24.06.2026 04:39:25

Indian Shares Seen Muted As Global Tech-selloff Intensifies

(RTTNews) - Indian shares are likely to open on a muted note Wednesday, mirroring weak cues from global markets as investors react to a fundamental shift in the AI and earnings narrative.

A wave of selling across global technology stocks has intensified fears that the artificial intelligence spending boom may not deliver the returns investors had anticipated.

Micron's earnings, due later today after the U.S. closing bell, will be a key test for AI-driven memory demand.

On the geopolitical front, the U.S.-Iran peace agreement helped ease regional tensions, but disputes persist over whether Tehran had agreed to allow U.N. inspections of its nuclear sites.

U.S. President Donald Trump and Iran are offering conflicting accounts of their fragile peace deal, raising doubts about its viability.

Trump has said that Iran had agreed to nuclear inspections into "infinity," but Tehran said it had made no such concessions in negotiations.

The initial peace agreement between Washinton and Tehran has allowed traffic to flow again through the Strait of Hormuz, but Iran's chief negotiator and parliamentary speaker, Mohammad Bagher Ghalibaf, has made it clear that the vital waterway, which typically handles one-fifth of global energy supply, will "never return to what it was before the war." Iran has never trusted the Americans and never will, he added.

U.S. Secretary of State Marco Rubio said Tuesday that no country is allowed to charge tolls in the Strait of Hormuz as part of any final agreement.

At the same time, Iran and Oman said they would examine charges for what they called maritime service fees in the Strait of Hormuz through a joint working group.

The two countries also remain at odds over frozen assets and Israel's parallel war against Iran-backed Hezbollah in Lebanon.

Benchmark indexes Sensex and Nifty fell more than 1 percent each on Tuesday on the back of weak global cues and disappointing PMI data.
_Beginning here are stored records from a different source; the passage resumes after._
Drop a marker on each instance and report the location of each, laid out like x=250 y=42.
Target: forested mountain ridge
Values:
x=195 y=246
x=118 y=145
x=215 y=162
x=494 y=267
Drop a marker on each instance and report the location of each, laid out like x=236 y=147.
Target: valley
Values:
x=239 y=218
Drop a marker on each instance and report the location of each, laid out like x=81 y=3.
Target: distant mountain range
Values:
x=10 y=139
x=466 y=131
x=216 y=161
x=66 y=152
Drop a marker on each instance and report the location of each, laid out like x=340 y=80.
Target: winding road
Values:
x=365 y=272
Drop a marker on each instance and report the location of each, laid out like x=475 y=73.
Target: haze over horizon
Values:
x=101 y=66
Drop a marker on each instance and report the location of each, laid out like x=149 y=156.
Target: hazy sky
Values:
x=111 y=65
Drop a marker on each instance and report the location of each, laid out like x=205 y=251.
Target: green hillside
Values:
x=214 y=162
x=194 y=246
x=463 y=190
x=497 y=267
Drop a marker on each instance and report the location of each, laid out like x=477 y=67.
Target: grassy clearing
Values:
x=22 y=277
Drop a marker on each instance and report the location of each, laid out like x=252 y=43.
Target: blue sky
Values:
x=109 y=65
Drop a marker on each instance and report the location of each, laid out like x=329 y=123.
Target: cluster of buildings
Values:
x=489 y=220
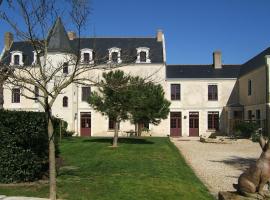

The rupee weakened by six paise to close at 94.73 against the dollar as the dollar index surged to a one-year high in international markets in anticipation of a Federal Reserve rate hike this year.

Foreign institutional investors bought shares worth Rs 18 crore on Tuesday, while domestic financial institutions net bought shares to the extent of Rs 680 crore, according to provisional exchange data.

Asian markets were mixed in lackluster trade this morning after risk-off sentiment swept Wall Street overnight amid deepening concerns over the sustainability of massive artificial intelligence spending by major tech companies.

The dollar index was marginally higher, reaching a 13-month high on Fed rate hike bets, while gold extended losses to trade below $4,100 an ounce.

Oil extended this week's losses to trade near four-month lows, with Brent crude futures falling below $77 a barrel.

Overnight, U.S. stocks ended mostly lower as a sell-off in high-flying chip and other tech stocks extended into a second day on expectations of Fed rate hikes later this year and concerns over frothy artificial intelligence valuations.

The tech-heavy Nasdaq Composite plunged 2.2 percent, the S&P 500 gave up 1.4 percent and the narrower Dow ended marginally lower.

European stocks ended lower on Tuesday amid skepticism over spending in AI infrastructure, mixed signals from talks between Washinton and Tehran on ending the conflict, and investor anxiety over "higher-for-longer" interest rates.

The pan-European STOXX 600 dropped 0.7 percent. The German DAX lost 1 percent, France's CAC 40 shed 0.7 percent and the U.K.'s FTSE 100 finished marginally lower.